Thursday, September 8, 2011

Garmin Foot Pod Placement

I've been doing well with using my Garmin to track my walking but indoors I need to use the Garmin's Foot Pod to track walking on the treadmill because, well, you are walking but not going anywhere!

The Garmin Foot Pod is actually a small accelerometer you are supposed to attach to the laces of your shoes so it lays along the top of your foot. Well, this would be great if I wore shoes with laces....

Since I wear my VFF Komodo Sport shoes to walk in, I don't have laces. I have one velcro strap across the top of my foot and I initially put the Foot Pod on that strap. While it worked, it had some issues with both flopping around a bit and messing up my readings and with having to be taken off and put on again if I switched shoes to wash a pair (great plus of the VFF) or if I was outside for a walk and didn't need the Foot Pod.
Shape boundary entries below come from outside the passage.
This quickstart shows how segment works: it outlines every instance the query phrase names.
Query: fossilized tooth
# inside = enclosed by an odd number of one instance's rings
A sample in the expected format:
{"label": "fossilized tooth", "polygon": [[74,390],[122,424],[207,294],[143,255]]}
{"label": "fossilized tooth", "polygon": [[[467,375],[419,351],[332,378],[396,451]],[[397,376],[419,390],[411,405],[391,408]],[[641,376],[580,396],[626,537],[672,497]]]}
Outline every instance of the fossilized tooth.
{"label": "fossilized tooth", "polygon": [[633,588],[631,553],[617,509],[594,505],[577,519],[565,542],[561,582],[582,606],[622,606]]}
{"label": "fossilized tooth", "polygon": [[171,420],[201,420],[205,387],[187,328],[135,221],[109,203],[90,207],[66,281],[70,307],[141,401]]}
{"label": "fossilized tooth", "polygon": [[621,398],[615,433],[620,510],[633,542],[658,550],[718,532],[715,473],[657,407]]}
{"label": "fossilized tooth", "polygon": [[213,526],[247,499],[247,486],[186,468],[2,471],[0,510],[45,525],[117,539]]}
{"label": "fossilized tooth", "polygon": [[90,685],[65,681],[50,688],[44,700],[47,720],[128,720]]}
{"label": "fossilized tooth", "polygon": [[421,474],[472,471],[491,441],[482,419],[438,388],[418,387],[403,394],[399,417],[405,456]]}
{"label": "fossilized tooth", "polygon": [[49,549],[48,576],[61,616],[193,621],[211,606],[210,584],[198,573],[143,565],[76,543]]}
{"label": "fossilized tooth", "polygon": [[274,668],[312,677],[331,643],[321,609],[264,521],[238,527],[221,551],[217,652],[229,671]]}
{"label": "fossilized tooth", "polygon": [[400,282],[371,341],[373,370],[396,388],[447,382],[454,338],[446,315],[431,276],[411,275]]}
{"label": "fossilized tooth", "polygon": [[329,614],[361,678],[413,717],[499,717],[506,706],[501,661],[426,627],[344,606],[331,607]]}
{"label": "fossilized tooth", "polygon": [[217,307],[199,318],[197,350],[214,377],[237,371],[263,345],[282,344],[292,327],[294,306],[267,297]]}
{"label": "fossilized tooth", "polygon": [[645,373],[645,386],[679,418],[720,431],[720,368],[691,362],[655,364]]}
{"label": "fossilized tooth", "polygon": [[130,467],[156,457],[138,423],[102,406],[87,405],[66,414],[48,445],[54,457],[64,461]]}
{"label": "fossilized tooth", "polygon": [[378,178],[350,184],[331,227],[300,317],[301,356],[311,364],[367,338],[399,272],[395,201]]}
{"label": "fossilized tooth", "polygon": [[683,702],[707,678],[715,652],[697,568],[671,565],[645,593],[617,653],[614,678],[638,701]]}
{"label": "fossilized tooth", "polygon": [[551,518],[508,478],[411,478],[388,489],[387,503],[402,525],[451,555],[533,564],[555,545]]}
When I walked on different treadmills at my gym and looked at several weeks of data comparisons between the Garmin and the treadmill readouts, the Garmin Foot Pod seems to be about .2 mph faster than the treadmill readout. Not enough that I'm willing to go through the hassle of calibrating it.

But after one day where I was somehow getting a blister on one foot and took off my VFFs to walk barefoot on the treadmill, I decided I needed to figure out how to wear the Foot Pod to get reasonable accuracy but be shoe-independent.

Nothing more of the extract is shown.